Setelah kelulusan 5 tahun tersebut, gelar dokter tidak berarti sudah mampu mengubrek-ubrek pasien selamanya. Sebuah profesi kedokteran dituntut untuk belajar seumur hidup, terus-menerus mengembangkan diri sesuai dengan pilihan masing-masing. Hal ini kini menjadi sebuah kewajiban bagi setiap dokter yang masih ingin mempertahankan namanya sebagai seorang dokter yang berhak melaksanakan kemampuannya. Setiap dokter dituntu untuk mengikuti jurnal kedokteran terbaru, seminar terbaru, dan terus-menerus belajar sepanjang hayat.
Profesi kedokteran juga telah menjadi sasaran empuk masalah hukum.
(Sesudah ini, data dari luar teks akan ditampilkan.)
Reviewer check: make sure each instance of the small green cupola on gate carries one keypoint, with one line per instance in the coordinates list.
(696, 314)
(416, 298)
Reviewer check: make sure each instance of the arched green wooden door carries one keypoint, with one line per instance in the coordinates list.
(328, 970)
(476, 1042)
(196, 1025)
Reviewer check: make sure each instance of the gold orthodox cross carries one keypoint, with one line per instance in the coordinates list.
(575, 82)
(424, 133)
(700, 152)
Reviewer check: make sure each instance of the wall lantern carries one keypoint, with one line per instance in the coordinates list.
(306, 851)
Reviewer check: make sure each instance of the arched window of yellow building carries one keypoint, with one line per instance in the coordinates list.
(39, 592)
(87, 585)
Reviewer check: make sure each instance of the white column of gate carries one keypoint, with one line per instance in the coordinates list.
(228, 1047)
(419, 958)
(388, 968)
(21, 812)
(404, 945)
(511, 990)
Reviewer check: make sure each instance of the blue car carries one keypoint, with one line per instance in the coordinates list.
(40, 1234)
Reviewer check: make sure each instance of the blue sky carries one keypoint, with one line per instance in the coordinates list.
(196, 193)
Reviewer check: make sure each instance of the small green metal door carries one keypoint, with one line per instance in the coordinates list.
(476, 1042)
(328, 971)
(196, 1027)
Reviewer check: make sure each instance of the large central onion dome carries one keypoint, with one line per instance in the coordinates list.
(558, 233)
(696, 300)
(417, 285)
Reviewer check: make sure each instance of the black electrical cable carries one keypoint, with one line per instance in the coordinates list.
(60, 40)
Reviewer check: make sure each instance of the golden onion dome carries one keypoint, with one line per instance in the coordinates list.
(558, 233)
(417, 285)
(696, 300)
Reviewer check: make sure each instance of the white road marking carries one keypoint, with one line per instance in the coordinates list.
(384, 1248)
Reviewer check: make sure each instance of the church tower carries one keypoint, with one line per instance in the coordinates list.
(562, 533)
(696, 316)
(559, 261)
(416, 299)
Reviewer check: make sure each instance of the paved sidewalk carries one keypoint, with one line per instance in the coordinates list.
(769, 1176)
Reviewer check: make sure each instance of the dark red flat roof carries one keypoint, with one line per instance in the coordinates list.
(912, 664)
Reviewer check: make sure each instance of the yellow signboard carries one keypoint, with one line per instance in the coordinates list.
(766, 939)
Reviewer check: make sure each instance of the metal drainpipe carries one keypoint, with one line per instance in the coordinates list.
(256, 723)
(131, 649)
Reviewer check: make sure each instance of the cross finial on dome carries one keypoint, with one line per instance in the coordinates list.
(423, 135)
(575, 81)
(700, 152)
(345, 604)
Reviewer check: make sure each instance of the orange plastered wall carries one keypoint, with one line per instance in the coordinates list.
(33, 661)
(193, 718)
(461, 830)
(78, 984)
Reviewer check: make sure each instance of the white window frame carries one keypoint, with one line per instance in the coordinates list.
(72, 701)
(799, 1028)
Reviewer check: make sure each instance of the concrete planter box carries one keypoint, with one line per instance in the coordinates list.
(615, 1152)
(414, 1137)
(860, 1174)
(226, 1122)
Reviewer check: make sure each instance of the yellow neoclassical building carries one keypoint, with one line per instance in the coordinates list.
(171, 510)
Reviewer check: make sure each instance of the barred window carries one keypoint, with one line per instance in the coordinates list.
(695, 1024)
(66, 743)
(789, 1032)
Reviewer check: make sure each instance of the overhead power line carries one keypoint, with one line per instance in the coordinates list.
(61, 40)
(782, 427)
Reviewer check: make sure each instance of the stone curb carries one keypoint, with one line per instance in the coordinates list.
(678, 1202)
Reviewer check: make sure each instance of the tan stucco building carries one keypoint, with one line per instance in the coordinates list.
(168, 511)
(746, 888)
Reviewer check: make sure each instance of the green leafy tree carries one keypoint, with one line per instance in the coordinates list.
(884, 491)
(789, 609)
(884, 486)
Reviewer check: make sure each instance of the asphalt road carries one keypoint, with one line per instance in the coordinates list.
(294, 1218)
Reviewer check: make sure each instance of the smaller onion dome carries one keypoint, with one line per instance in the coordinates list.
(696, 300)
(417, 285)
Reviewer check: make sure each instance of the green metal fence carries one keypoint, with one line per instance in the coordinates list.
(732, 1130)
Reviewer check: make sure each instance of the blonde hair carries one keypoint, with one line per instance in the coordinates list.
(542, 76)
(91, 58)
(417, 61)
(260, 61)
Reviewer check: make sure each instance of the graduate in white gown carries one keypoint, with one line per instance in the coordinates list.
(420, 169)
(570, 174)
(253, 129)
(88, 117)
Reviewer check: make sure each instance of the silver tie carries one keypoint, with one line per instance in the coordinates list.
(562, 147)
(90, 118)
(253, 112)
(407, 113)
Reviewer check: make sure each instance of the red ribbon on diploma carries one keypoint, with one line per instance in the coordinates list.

Banyak sekali tuntutan yang menghampiri profesi ini, membuat profesi ini tidak dapat lagi bertindak seluwes dulu. Kini segalanya harus mematuhi prosedur. Namun sebenarnya, jika para dokter mengikuti aturan sebenarnya, maka ancaman-ancaman yang ada hanyalah omong kosong belaka. Masalah ini mungkin dapat mengacaukan dunia kedokteran, namun juga dapat meningkatkan kualitas pelayanan.
Hal yang terpenting, yang tidak dimiliki semua dokter, adalah sifat altruisme, atau hanya sekedar peduli. Banyak sekali para dokter tidak berhati yang berprofesi hanya untuk kepenitngan dirinya sendiri. Kurangnya kualitas soft skill pada para calon dokter inilah yang melahirkan sebuah stereotip dokter yang sombong. Dokter-dokter inilah yang kemudian merusak nama baik dunia kedokteran. Apakah mereka peduli? Tidak.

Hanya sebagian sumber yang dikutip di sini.